Helical gearboxes offer some advantages, including a low noise level and lower vibration. They are also highly durable and reliable. They can be extended in modular fashion, which makes them more expensive. Gearboxes are best for applications involving heavy loads. Alternatively, you can opt for a gearbox with multiple teeth. A helical gearbox is more durable and robust, but it is also more expensive. However, the benefits far outweigh the disadvantages.

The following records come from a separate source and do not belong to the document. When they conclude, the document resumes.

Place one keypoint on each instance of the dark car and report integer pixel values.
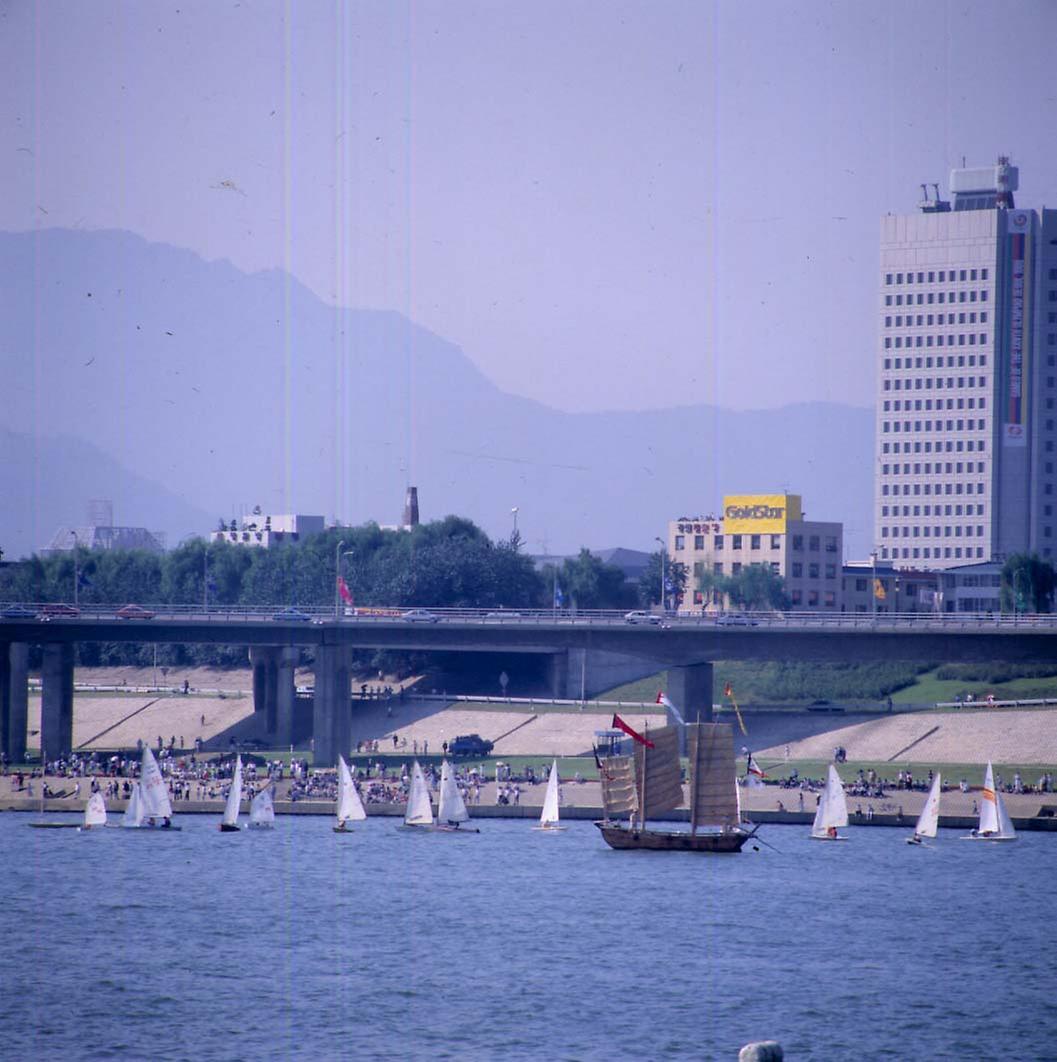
(470, 744)
(57, 611)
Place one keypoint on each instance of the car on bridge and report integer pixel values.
(470, 744)
(56, 610)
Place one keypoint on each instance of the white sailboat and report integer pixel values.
(134, 809)
(452, 812)
(149, 805)
(95, 811)
(350, 806)
(994, 823)
(832, 810)
(928, 820)
(229, 823)
(548, 817)
(420, 810)
(262, 809)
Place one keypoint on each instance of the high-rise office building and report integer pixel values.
(968, 376)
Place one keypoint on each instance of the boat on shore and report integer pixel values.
(229, 822)
(350, 807)
(928, 820)
(649, 783)
(994, 823)
(549, 815)
(832, 810)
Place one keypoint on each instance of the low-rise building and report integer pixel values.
(761, 529)
(265, 530)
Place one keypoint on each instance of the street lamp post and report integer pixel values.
(664, 551)
(337, 579)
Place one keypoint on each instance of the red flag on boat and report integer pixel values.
(620, 724)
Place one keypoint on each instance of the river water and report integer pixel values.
(390, 944)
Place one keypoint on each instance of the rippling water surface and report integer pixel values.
(389, 944)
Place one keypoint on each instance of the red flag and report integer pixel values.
(620, 724)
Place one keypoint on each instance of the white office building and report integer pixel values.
(967, 381)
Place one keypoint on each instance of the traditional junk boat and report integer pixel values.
(149, 805)
(994, 822)
(262, 809)
(229, 823)
(548, 817)
(650, 783)
(928, 820)
(452, 810)
(420, 810)
(95, 811)
(832, 810)
(350, 807)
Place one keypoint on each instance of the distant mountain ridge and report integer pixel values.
(198, 389)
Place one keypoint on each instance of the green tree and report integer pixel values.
(1027, 583)
(756, 586)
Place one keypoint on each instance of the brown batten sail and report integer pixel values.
(662, 781)
(713, 799)
(617, 776)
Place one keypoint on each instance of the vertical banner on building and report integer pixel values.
(1015, 426)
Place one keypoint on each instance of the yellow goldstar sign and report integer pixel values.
(760, 513)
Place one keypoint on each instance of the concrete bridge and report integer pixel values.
(596, 646)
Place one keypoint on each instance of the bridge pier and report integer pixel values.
(56, 701)
(263, 660)
(286, 695)
(331, 705)
(14, 700)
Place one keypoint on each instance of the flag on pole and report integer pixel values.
(620, 724)
(662, 698)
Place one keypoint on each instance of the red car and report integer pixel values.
(134, 612)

A gearbox with a manual transmission is often more energy-efficient than one with an automatic transmission. Moreover, these cars typically have lower fuel consumption and higher emissions than their automatic counterparts. In addition, the driver does not have to worry about the brakes wearing out quickly. Another advantage of a manual transmission is its affordability. A manual transmission is often available at a lower cost than its automatic counterpart, and repairs and interventions are easier and less costly. And if you have a mechanical problem with the gearbox, you can control the fuel consumption of your vehicle with appropriate driving habits.
Application
While choosing a gearbox for a specific application, the customer should consider the load on the output shaft. High impact loads will wear out gear teeth and shaft bearings, requiring higher service factors. Other factors to consider are the size and style of the output shaft and the environment. Detailed information on these factors will help the customer choose the best gearbox. Several sizing programs are available to determine the most appropriate gearbox for a specific application.
The sizing of a gearbox depends on its input speed, torque, and the motor shaft diameter. The input speed must not exceed the required gearbox’s rating, as high speeds can cause premature seal wear. A low-backlash gearbox may be sufficient for a particular application. Using an output mechanism of the correct size may help increase the input speed. However, this is not recommended for all applications. To choose the right gearbox, check the manufacturer’s warranty and contact customer service representatives.
Different gearboxes have different strengths and weaknesses. A standard gearbox should be durable and flexible, but it must also be able to transfer torque efficiently. There are various types of gears, including open gearing, helical gears, and spur gears. Some of the types of gears can be used to power large industrial machines. For example, the most popular type of gearbox is the planetary drive gearbox. These are used in material handling equipment, conveyor systems, power plants, plastics, and mining. Gearboxes can be used for high-speed applications, such as conveyors, crushers, and moving monorail systems.
Service factors determine the life of a gearbox. Often, manufacturers recommend a service factor of 1.0. However, the actual value may be higher or lower than that. It is often useful to consider the service factor when choosing a gearbox for a particular application. A service factor of 1.4 means that the gearbox can handle 1.4 times the load required. For example, a 1,000-inch-pound gearbox would need a 1,400-inch-pound gearbox. Service factors can be adjusted to suit different applications and conditions.